As summer heats up, many people will be heading to the beach to escape the hot temperatures. But before you spend time in the sun, Dana-Farber dermatologist Jennifer Lin, MD, has a few tips to protect your skin and lower your risk of developing skin cancer:
Do not use tanning booths
Don’t hit the tanning bed for a “base tan” before you hit the beach. Tanning booths contain UVA rays, which can raise the risk for developing melanoma, the rarest and most aggressive form of skin cancer. Getting a base tan won’t stop you from burning at the beach, either.
Use protective clothing
It’s easy to forget sun block at home, or forget to reapply. Hats and long-sleeved clothing often beat reapplying sunscreen.
Protect yourself with a wide-brimmed hat or baseball cap, and don’t be afraid to wear long sleeves or cover-ups. Wear sunglasses to protect your eyes from the sun as well.
Know your skin
It’s important to know your skin tone; some people are not meant to spend excess time in the sun. Fair-skinned people (freckles, blue eyes, red hair, and white skin) are at a higher risk of burning and should be extra careful in the sun.
Sunburns, particularly blistering sunburns in your youth, are associated with an increased risk of developing melanoma.
Use a sunscreen with an SPF of 30 or higher and reapply every two hours. It’s also important to reapply after excessive sweating or swimming.

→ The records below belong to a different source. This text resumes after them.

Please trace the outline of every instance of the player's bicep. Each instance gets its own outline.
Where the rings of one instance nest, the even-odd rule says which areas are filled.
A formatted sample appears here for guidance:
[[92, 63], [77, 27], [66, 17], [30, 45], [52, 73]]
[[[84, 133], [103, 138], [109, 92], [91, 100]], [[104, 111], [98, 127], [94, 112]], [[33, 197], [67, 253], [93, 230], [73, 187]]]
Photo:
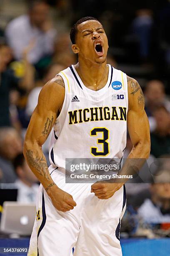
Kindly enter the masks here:
[[38, 104], [31, 117], [25, 139], [42, 145], [46, 140], [57, 117], [56, 113], [40, 111]]
[[142, 89], [138, 82], [130, 78], [129, 78], [128, 86], [127, 123], [132, 142], [133, 145], [139, 143], [150, 143], [149, 125], [144, 110], [145, 100]]
[[25, 141], [42, 145], [51, 131], [64, 98], [65, 90], [49, 83], [43, 87], [38, 104], [31, 118]]
[[[139, 111], [140, 112], [140, 111]], [[128, 113], [128, 128], [133, 146], [150, 141], [149, 122], [145, 111], [142, 113], [130, 110]]]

Most people also don’t put on enough sunscreen. A shot glass (two tablespoons) of sunscreen is needed for your face and exposed areas of the skin. If you are using a spray, use enough to get an even coating, and rub in to prevent missed spots. Apply chemical sunscreens 15 minutes prior to sun exposure as these sunscreens work better when absorbed.
Avoid excessive exposure
The sun is strongest between the hours of 10 a.m. and 4 p.m. Don’t spend excessive amounts of time in the sun during those hours. If you do spend a long time outside, make sure to use sun block and reapply every two hours.
If you are planning a beach day, try to go later in the day when the sun isn’t as strong and harmful. Also, find an umbrella, cover up and go inside during the middle of the day.
“Be smart about your sun exposure,” Lin says. “Do the activities that you love to do but minimize exposure by performing the activities in the early morning and evening when the UV rays are less intense.”